The four Universal Laws of Gun Safety are:

  1. All guns are always loaded.

  2. Never point a gun at something you do not wish to destroy.

  3. Finger off trigger until sights are on the target.

  4. Be sure of your target and what is beyond it.

ALGC is a cold range. A cold range is where all weapons must be unloaded unless under the supervision of a SO.


    1. Through the use of thought provoking scenarios CQC stresses sound, aggressive CQB (close quarters battle) tactics with carbine, pistol, and rifle while instilling core defensive skills utilizing position and cover.


    1. Rifle, sling, light, magazines, mag pouch.

    2. Pistol, holster, light, magazines, mag pouch.

    3. Ball/FMJ ammo – no hollow point or wad cutter.

    4. Ear & eye protection.

  2. DISAMBIGUATION (of rules drawn from USPSA & IDPA)

    1. There are two classifications based on carbine caliber.

      1. PC (Pistol Caliber – 9mm, .40 or .45acp only.)

      2. .22lr

    2. Cover, Movement, Particulars.

      1. Cover is minimally 100% of lower body and 50% of upper body.

        1. When using tactical priority to pie targets from a position of cover the shooter should be moving slightly between threat engagements.

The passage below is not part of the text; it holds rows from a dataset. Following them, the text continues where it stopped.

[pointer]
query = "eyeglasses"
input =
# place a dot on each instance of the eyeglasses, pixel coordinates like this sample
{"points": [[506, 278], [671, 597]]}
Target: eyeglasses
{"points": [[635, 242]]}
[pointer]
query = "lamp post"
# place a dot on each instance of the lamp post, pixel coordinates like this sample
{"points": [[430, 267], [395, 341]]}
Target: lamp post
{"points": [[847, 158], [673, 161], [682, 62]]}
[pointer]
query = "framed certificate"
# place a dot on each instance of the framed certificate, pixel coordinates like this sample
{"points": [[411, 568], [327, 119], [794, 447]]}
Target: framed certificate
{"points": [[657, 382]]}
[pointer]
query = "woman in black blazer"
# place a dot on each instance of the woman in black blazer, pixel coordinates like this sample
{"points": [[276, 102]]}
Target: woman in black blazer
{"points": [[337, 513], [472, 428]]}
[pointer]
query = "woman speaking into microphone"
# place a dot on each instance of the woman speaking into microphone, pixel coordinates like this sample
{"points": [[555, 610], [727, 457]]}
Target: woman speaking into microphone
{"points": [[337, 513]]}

Failure to do this indicates more than one threat is visible.

      2. Shooter may engage threats out of cover if there is aggressive movement towards the threat or a position of cover. (No IDPA slow foot shuffle).

      3. Going empty while exposed to threats necessitates a transition to secondary weapon system.

        1. While behind cover, any reload may be performed flatfooted or OTM (on the move).

      4. When shooting from a static position of cover, shooter must shoulder weapon on engagement side.

      5. Hard cover – Any shot that touches hard cover is a miss (threat or non-threat).

    3. Scoring

      1. Time and points down will be tallied after each event.

      2. All threats MUST have 2 hits inside -0, -1 or FTN (failure to neutralize).

        1. This is close quarters; do not leave partially neutralized threats in your proximity.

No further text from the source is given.